Kejadian kecelakaan di Jogyakarta yang kemudian mengakibatkan jatuhnya korban jiwa adalah antara lain disebabkan , kondisi landasan di Jogyakarta yang tidak memenuhi syarat ICAO. Dua hal yang menonjol adalah, daerah perpanjangan landasan yang disebut dengan RESA (Runway End Safety Area) dan juga dengan kondisi fasilitas pemadam kebakaran yang digunakan untuk memadamkan api saat terjadinya kecelakaan tersebut.
Kecelakaan pesawat GA-200 di Jogyakarta adalah terjadi pada saat pesawat mendarat di landasan jogyakarta yang penyebabnya sudah terllihat mulai dari saat “approach to land”. Rangkaian dari “landing” nya sebuah pesawat terbang hanya dapat di analisis oleh para penerbang senior yang memiliki jam terbang yang sudah cukup banyak. Karena masalah ini adalah masalah yang sangat teknis sifatnya. Pertanyaannya adalah, bagaimana pengadilan di Pengadilan Negeri Sleman, dapat sampai kepada satu kesimpulan bahwa Capt. Marwoto itu bersalah dalam melakukan “landing” pesawat B-737 di Jogyakarta. Disini yang terjadi adalah, Capt. Marwoto diadili dalam satu forum pengadilan yang secara teknis tidak menguasai tentang penerbangan pada umumnya dan terlebih lagi mengenai teknis “landing” pesawat Boeing 737. Dengan demikian, hampir dapat dipastikan Capt. Marwoto mendapatkan tuntutan hukuman yang tidak “fair”.
Apabila hal ini diteruskan, sampai dengan vonis Hakim di pengadilan, maka dampaknya akan sangat serius kepada dunia penerbangan di Indonesia. Seperti kata Capt. Nababan, yang menganalogikan pekerjaan penerbang dengan dokter. Pada setiap akan melakukan operasi yang dapat berakibat pasien meninggal dunia, maka dokter minta kepada pasien dan keluarganya menandatangani perjanjian untuk tidak akan menuntut apabila dalam melakukan operasi itu si pasien meninggal dunia. Nah, disini tidak tertutup kemungkinan para penerbang pun akan melakukan hal yang sama, walaupun dalam penerbangan posisi penerbang tidak lah sama dengan posisi dokter, karena sang penerbang berada dalam satu pesawat yang sama. Dalam arti, penyebab dari risiko kematian justru lebih banyak berada di tangan penerbang. Disini akan menjadi “lucu” sekali, karena yang akan diminta tandatangan adalah banyak sekali, yaitu para penumpang dan atau ahli warisnya, pihak kepolisian dan juga mungkin ke “pengadilan negeri Sleman”. Para penerbang akan minta tandatangan dulu (kesediaan untuk tidak menuntut apabila terjadi kecelakaan pada saat penerbangan) sebelum terbang karena khawatir nasibnya akan menjadi seperti Capt. Marwoto apabila mereka mengahadapi masalah yang sama.

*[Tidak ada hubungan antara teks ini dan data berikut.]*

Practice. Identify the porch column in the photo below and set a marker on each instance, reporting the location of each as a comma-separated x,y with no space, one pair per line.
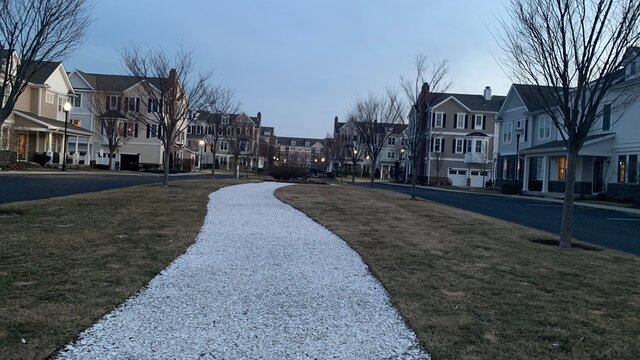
525,175
545,174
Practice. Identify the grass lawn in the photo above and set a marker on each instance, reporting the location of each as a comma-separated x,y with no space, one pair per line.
65,262
474,287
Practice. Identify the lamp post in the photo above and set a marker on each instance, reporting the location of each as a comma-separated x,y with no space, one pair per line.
66,107
517,167
200,157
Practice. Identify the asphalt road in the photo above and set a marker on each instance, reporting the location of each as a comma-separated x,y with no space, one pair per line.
21,187
606,228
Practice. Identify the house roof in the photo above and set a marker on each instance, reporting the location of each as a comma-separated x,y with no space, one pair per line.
107,82
52,123
560,144
43,70
471,101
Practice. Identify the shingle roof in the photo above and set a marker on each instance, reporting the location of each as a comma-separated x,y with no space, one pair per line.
473,102
106,82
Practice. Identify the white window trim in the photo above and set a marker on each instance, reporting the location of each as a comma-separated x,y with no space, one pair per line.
475,121
460,120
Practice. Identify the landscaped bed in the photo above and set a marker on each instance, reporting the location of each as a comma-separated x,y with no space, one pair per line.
474,287
65,262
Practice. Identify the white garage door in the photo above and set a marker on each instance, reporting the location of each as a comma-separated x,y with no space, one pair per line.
458,177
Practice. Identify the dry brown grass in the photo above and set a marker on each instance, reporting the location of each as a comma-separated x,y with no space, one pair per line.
473,287
65,262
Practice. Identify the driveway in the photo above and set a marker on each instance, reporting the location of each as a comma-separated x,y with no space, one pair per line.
22,187
607,228
262,281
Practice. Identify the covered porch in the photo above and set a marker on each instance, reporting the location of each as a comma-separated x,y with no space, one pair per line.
37,135
545,166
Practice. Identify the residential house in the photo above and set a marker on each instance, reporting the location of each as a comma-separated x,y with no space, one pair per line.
301,152
36,126
103,96
240,139
462,130
608,159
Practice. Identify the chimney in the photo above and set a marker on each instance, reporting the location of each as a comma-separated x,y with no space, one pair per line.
487,93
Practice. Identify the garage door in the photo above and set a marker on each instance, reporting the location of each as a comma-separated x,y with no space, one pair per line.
458,177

Disisi lain, karena penerbangan itu patuh kepada hukum yang bersifat internasional (Republik Indonesia sebagai anggota ICAO), maka para penerbang dari seluruh dunia akan takut untuk terbang ke Indonesia, karena mereka pasti tidak ingin di “Capt. Marwoto” kan oleh pengadilan negeri Sleman.
Selebihnya lagi, yang sangat dikhawatirkan adalah, hilang nya kepercayaan dunia internasional terhadap otoritas penerbangan Indonesia. Banyak sekali airport di Indonesia yang tidak memenuhi syarat regulasi, ketentuan dan peraturan ICAO, yang berarti tidak berstandar Internasional, terutama sekali dalam banyak hal berkait dengan “safety”. Dan yang paling akan disoroti adalah, bagaimana otoritas penerbangan Republik Indonesia memberlakukan para penerbangnya pada kasus terjadinya kecelakaan. Surat protes dari banyak asosiasi Pilot beberapa negara dan juga dari asosiasi penerbang transport Internasional IFALPA sudah dilayangkan ke pihak otoritas penerbangan Indonesia beberapa waktu yang lalu.

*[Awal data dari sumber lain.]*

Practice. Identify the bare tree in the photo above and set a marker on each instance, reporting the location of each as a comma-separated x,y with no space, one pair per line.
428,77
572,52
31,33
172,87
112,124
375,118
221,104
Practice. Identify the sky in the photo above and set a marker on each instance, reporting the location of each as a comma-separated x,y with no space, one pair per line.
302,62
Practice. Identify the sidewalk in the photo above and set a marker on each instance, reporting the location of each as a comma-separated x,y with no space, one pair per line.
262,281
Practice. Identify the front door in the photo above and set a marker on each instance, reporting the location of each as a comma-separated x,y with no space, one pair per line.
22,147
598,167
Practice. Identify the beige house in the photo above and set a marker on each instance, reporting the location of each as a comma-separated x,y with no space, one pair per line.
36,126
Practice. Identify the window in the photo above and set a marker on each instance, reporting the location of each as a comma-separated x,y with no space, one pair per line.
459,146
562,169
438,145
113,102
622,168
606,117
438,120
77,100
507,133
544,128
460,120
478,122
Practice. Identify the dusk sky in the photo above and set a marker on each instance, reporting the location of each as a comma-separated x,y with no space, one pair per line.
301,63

Capt.Marwoto memang bersalah dalam kasus ini. Tetapi hendaknya dia diadili secara “fair”, oleh satu forum pengadilan yang mengerti dan menguasai benar tentang dunia penerbangan dan juga tentang teknik terbang. Diadili oleh mereka yang sangat menguasai tentang terbang, yaitu para penerbang senior dengan jumlah jam terbang tertentu. Semua penerbang, tidak hanya Capt. Marwoto bin Komar, sebagaimana juga mahluk hidup lainnya menginginkan mereka diperlakukan secara “adil”, karena ini pada hakekatnya adalah Hak Azasi Manusia.
Kiranya kita semua yang bertanggung jawab terhadap penyelenggaraan penerbangan di Indonesia harus lah melilhat masalah ini dengan jernih dan memberlakukannya sesuai dengan semua aturan, ketentuan dan regulasi yang ada, baik nasional maupun internasional.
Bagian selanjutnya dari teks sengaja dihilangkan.